Fatigue Assessment in Patients with Hereditary Hemochromatosis: First Use of the Popular Diagnostic Tools.

Hereditary hemochromatosis (HH) is a genetic condition with fatigue as an essential but not precisely assessed symptom. While some well-specified scales for fatigue assessment in some pathologies exist, data on their usefulness in HH need to be collected. This research aimed to evaluate fatigue in HH using the Fatigue Assessment Scale (FAS), Fatigue Severity Scale (FSS), and Chalder Fatigue Scale (CFQ). Seventy-nine HH patients underwent a questionnaire containing items about detailed medical history and the FAS, FSS, and CFQ scales.
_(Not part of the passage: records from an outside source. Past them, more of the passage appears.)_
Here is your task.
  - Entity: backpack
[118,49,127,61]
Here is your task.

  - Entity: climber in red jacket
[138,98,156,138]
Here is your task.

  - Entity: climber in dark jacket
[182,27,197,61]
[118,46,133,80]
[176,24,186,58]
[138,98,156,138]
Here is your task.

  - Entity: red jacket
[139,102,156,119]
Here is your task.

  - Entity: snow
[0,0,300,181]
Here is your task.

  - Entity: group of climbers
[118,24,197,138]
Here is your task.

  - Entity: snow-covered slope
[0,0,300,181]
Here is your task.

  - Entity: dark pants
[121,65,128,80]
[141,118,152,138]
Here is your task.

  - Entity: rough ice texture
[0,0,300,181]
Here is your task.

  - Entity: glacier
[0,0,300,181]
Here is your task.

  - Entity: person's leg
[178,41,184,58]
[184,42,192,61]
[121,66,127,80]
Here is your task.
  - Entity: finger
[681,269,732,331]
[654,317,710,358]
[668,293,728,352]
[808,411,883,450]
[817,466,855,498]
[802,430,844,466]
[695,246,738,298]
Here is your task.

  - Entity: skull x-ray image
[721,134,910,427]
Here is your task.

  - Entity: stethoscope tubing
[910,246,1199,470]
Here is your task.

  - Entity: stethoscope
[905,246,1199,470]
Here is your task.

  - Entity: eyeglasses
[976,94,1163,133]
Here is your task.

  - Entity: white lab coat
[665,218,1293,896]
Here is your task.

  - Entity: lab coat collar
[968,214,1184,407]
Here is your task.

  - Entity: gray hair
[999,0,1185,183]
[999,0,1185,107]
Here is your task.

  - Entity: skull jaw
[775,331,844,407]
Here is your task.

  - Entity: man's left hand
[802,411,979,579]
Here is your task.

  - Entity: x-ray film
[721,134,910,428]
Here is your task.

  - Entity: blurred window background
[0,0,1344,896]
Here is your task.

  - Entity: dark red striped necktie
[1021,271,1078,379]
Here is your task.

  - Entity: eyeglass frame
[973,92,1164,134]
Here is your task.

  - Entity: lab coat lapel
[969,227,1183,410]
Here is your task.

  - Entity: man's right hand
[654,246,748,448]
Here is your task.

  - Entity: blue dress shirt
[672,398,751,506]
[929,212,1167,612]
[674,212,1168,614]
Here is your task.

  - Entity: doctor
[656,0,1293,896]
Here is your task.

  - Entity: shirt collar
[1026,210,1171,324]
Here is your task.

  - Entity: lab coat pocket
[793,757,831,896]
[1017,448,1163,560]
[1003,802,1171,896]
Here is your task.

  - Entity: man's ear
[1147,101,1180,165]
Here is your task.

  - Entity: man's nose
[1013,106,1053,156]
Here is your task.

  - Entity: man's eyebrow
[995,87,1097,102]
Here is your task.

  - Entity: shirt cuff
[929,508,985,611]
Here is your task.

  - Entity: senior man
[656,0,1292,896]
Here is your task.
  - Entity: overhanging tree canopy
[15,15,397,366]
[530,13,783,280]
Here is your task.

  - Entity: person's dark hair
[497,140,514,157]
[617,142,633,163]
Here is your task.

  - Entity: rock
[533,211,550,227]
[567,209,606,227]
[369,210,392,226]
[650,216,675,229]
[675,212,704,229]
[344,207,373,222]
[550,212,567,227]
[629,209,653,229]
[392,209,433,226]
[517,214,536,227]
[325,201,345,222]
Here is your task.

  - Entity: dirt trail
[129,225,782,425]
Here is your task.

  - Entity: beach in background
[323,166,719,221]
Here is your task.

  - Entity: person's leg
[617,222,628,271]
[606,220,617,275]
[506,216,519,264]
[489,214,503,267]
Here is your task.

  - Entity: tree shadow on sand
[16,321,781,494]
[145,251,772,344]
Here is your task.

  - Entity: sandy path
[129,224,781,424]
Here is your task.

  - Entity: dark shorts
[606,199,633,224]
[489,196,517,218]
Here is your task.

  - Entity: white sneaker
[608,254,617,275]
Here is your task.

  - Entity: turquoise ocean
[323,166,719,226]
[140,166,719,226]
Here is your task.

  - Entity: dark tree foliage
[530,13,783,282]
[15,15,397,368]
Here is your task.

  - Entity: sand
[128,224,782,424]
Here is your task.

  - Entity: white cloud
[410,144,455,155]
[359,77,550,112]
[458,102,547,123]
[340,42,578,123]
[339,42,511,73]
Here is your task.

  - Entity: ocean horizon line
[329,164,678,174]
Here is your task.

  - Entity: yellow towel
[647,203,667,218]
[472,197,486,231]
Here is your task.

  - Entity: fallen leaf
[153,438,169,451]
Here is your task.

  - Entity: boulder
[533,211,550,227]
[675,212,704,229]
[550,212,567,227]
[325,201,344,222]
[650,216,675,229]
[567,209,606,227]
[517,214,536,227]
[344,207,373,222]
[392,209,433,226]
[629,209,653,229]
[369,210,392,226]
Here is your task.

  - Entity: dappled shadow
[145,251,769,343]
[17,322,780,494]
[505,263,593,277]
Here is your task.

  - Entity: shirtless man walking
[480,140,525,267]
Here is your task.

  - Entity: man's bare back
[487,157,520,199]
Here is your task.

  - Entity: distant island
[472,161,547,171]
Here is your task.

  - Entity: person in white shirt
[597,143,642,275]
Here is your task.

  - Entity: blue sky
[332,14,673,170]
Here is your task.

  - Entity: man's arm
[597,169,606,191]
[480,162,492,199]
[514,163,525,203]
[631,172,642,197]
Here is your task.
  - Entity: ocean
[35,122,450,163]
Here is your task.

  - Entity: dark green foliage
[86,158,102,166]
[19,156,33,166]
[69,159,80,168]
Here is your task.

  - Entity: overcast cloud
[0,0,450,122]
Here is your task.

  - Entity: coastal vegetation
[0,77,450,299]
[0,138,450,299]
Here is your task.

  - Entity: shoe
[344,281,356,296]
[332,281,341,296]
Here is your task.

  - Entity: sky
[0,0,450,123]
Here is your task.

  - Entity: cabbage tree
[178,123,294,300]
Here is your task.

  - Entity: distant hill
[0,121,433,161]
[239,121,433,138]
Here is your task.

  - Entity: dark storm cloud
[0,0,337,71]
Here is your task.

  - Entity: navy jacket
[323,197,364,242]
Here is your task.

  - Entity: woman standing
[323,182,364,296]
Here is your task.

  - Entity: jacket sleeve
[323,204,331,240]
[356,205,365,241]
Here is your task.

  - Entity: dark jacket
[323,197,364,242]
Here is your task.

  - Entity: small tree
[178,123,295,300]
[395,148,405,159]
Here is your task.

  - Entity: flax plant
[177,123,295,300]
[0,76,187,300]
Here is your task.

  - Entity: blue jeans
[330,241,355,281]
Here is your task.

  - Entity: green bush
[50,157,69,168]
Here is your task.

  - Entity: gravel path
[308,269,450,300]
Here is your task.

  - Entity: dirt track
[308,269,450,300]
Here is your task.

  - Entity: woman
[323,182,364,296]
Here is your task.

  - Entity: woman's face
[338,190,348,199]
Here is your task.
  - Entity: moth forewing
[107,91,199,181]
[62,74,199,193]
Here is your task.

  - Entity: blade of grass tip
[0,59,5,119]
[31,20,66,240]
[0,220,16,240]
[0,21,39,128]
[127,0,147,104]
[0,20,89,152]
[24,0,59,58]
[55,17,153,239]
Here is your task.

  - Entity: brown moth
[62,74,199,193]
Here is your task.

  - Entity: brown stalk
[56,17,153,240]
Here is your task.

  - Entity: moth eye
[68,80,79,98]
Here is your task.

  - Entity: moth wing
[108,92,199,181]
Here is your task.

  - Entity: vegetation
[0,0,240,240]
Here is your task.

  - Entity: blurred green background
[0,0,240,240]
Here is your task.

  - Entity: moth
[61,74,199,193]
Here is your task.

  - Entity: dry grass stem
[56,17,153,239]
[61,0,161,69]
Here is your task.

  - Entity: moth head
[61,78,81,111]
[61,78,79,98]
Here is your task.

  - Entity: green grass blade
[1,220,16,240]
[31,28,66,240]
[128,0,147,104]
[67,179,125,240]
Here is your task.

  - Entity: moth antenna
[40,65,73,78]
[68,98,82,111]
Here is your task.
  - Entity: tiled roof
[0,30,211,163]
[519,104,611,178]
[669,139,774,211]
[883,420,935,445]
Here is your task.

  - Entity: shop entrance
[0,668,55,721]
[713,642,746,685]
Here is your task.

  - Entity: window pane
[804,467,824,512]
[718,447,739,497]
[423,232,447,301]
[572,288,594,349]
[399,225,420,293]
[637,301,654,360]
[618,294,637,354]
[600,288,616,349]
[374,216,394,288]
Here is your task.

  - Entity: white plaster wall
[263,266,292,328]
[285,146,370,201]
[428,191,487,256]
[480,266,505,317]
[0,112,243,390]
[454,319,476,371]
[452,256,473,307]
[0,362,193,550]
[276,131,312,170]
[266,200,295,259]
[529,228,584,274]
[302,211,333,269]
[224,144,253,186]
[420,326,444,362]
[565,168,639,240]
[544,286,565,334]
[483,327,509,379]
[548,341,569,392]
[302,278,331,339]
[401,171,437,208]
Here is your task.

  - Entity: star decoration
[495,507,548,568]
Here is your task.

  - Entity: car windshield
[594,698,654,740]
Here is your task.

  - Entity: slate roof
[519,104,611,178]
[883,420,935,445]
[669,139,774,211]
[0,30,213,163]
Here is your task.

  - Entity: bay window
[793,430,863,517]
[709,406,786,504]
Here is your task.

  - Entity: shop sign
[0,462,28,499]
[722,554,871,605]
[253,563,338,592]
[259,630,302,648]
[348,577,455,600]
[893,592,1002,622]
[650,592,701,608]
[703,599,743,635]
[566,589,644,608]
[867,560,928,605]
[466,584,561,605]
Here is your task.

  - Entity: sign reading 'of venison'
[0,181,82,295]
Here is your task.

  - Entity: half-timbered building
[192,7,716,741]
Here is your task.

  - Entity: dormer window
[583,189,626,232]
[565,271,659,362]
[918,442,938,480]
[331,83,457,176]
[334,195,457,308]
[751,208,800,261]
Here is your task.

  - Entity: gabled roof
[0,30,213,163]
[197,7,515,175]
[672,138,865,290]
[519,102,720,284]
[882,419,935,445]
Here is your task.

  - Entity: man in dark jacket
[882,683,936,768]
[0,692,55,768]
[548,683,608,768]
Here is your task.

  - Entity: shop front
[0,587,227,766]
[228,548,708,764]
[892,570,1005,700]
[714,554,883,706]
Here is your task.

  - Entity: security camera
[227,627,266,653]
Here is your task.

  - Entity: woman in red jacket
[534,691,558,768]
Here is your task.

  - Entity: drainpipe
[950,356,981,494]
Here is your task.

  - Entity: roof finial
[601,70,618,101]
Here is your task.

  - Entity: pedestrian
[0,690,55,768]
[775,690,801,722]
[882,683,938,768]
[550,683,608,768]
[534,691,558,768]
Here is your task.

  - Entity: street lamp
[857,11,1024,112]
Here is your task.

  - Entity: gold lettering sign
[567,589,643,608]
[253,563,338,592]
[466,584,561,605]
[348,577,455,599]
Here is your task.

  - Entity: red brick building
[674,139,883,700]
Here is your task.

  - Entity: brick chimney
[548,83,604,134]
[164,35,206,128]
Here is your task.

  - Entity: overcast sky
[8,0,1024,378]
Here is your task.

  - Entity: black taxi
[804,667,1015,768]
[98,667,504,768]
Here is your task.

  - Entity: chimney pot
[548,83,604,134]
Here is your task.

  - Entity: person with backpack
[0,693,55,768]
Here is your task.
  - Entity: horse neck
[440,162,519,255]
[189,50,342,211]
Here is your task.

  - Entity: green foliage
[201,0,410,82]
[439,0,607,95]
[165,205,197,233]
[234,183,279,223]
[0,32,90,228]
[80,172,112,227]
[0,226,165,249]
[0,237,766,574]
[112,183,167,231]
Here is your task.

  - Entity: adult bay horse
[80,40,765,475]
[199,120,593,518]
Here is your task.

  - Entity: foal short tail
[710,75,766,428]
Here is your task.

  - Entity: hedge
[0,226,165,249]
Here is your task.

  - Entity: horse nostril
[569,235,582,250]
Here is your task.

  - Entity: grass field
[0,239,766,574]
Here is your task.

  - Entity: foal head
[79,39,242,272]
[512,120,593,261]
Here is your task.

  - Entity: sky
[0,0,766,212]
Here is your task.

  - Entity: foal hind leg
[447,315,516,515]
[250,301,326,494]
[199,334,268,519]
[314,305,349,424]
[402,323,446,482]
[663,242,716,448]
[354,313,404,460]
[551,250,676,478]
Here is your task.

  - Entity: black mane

Twenty-five sex- and age-matched healthy persons constituted the control group (controls); additionally, thirty blood donors (donors) were compared. The fatigue indices were significantly worse in the HH patients than in the controls and donors (HH vs. controls -value: FAS = 0.003, FSS < 0.001, and CFQ = 0.003; HH vs. donors -value: FAS = 0.025, FSS < 0.001, and CFQ = 0.041). There were no differences between the severity of fatigue and the specific genotype or the age of the patients. The HH women presented more severe fatigue than the men. High internal consistency and reliability for each scale were revealed: the Cronbach alpha values were as follows: FAS 0.92, FSS 0.95, and CFQ 0.93. Additionally, the construct validity and factorial validity of the implemented scales were confirmed. The HH patients exhibited significantly worse fatigue across all the scales. The FAS, FSS, and CFQ are simple and reliable diagnostic tools for assessing and quantifying fatigue for clinical and research purposes.